As you probably all recognised, Hypersonic was strongly inspired from the game Bomberman. It was a multiplayer game where your AI had to move on a grid and place bombs to destroy crates and possibly eliminate other players. The goal being to survive and destroy the most crates.
Each bomb had a timer of 8 turns before they explode and a specific range. The game was really accessible in the wood leagues, because your own bombs couldn't harm you. In Bronze league however, they would indeed harm you ("friendly fire"), this is where the game started to get very challenging.
Strategy of Ixanezis, winner of the contest
The Depth-First Search algorithm (DFS)
Let's first imagine we don't have any opponent and we just want to destroy all crates as fast as we can. I didn't try to invent any heuristics or implement a self-educating system. Just a good old Depth-First Search! On every depth level of this recursive search, I tried to perform at most 10 types of actions:
- place a bomb + stay where I am
- do not place a bomb + stay where I am
- place a bomb + move left
- do not place a bomb + move left
- place a bomb + move right
My initial implementation was fairly straightforward, and has allowed me to achieve fixed D=5 on any test-case within 20ms (with #pragma GCC optimize("O2") surely).
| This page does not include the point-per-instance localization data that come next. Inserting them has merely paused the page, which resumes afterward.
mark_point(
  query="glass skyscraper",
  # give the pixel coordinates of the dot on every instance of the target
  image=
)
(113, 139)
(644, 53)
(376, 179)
This was basically the extent of what I did the first day of the contest. After that, I spent 4 days debugging, improving and speeding up the code.
Since different paths in the DFS tree often lead to the same (or very much alike) situations, we can prune away those branches that lead to the situations where we have already been. In the Hypersonic game, this has improved my depth level up to 6-7.
b. Dynamic Depth
It becomes evident that in some situations we have enough time to run 10-12 steps deep when searching, while other situations branch very quickly, leading to a much lower level of recursion. In order to fully use provided resources (100ms) we try to go as deeper as possible until we hit the time limit
Let me just show you the C++-based pseudocode that makes use of Caching + Dynamic Depth:
The Dynamic Depth approach has increased my depth level to 6-15, depending on the initial situation.
I'm convinced that any required operation such as moving a player, exploding bombs, removing crates or bonuses can be done in O(1) or almost O(1) time using bit masks in Hypersonic. However, I did not achieve such state-of-the-art implementation. I just replaced some commonly used operations with bitwise operations for speed and storage efficiency.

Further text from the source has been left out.